Building a beautiful and clear map from massive, complex data

By Daniel Wood | October 01, 2021

screenshot

In early August, we were tying up loose ends on our visual narrative about wildfire risk around the country. I had just put the finishing touches on my fire return interval maps (more on this shortly) when I noticed a slight color discrepancy in the map. And then this happened.

screenshot Normal no longer exists — nor do several weeks of work.

I tried to reboot, but my computer never turned back on. And I lost a considerable amount of raw data that I hadn’t yet synced to the cloud. [facepalm] Luckily, my colleague Connie Hanzhang Jin was able to clean up the maps without the raw files and the project turned out great.

But now that it’s over, I want to retrace my steps and recreate this map. It might help someone else build beautiful raster base maps — and it will help me when I ask myself, in 6 months, “How did I do that again?”

In this blog, I will walk through my solutions to several vexing problems:

How can I do any sort of data transformation on a massive raster without overloading my machine?
How can I join my raster data with a separate CSV?

And as always…

How do I choose a color palette and legend that is …
- clear without being sensationalized AND
- divergent in color while also being accessible?

In cartography, there are always multiple ways to approach a problem, so if there are skills, tricks, or methods that I overlooked, please let me know by replying to this tweet.

Step 0: Get the data

A cornerstone of our reporting on this story is the idea that, prior to European colonization of the Americas, wildfires were commonplace in many surprising areas of the country. Most midwest grasslands burned at least once every ten years, something we see rarely now. Southeast pine forests burned at least every 50 years, often in the context of controlled burns performed by native tribes.
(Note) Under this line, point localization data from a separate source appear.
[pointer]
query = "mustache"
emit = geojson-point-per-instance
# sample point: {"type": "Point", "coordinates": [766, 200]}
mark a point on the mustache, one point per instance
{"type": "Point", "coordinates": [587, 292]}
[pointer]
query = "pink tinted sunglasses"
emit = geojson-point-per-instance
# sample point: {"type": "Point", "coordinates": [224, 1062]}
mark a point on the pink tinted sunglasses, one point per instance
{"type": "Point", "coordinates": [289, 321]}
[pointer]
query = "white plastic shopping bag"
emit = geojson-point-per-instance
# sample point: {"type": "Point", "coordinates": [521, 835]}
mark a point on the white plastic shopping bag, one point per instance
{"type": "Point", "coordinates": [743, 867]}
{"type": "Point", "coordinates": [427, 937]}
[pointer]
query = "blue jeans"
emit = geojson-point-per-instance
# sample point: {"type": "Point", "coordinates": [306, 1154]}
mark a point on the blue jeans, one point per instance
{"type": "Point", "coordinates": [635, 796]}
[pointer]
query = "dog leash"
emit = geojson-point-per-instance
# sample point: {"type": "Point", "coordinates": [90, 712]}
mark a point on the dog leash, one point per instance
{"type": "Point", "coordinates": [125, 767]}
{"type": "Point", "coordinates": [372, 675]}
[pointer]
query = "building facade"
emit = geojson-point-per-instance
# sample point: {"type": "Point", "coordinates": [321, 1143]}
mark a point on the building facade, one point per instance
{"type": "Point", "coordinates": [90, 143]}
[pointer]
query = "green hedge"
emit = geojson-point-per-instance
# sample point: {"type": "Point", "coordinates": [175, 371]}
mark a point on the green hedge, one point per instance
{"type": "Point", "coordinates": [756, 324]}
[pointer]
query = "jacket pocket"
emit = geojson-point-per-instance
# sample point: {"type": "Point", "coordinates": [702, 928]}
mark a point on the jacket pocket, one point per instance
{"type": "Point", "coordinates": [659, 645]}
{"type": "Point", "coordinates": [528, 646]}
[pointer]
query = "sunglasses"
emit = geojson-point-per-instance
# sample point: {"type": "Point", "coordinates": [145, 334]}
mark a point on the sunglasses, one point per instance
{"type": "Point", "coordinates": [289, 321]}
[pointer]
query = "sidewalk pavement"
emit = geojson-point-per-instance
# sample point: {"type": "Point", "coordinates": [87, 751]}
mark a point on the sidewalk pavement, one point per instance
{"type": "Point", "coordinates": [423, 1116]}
By contrast, some areas that seem more fire-prone to a modern mind — like the area around Yellowstone National Park which famously burned for 5 months in 1988 — only burned every 40-300 years before the settlement of Europeans.

We know this in part thanks to by forensic research done by experts like Randy Swaty and his colleagues that build the LANDFIRE database . Swaty is an expert in understanding the historic, pre-European fire return intervals — the average number of years between wildfires — across the country. This data is not so easy to understand and can be tough to find. Swaty helped demystify it and point us in the right direction.

For those of you playing along at home, our map uses the 2016 Remap (found by clicking the “select a version” option). The fire return interval data — a shapefile showing regions, a csv with the data corresponding to keys, and a massive GeoTIFF raster with keys — is housed in the “Biophysical Settings” layer, so find that and select “CONUS”.

Step 0.1: Learn what the data mean

After some back and forth with Randy, I figured out that the pixel values in the GeoTIFF raster do not refer to the average number of years between fires (i.e., the fire return interval). Instead, they are unique codes for the biophysical setting (BPS) of the area, referring to the very specific vegetation and climate of a particular area before European expansion. All the different possible BPS (1,770 in all) have unique fire return intervals ranging from 1 to 10,000+ years — but those fire return values live in a separate csv that needs to be joined to the raster. For instance, here’s a few different entries in the CSV, and how they correspond on the map:

screenshot Map of South Florida’s biophysical settings, with a key, and the Keys, out of view.

Step 1: Downsample massive raster

Another wrinkle: This dataset is huge (more than 2GB compressed). The data I downloaded could produce a map with a level of detail that is extraordinarily high and unnecessarily sharp for a national view. If I tried to export the whole thing, the full-resolution map would be about 154,000 pixels wide — but I only needed it to be about 1,200 pixels wide for this project. It wasn’t worth all the time and processing required to work with this at its original resolution.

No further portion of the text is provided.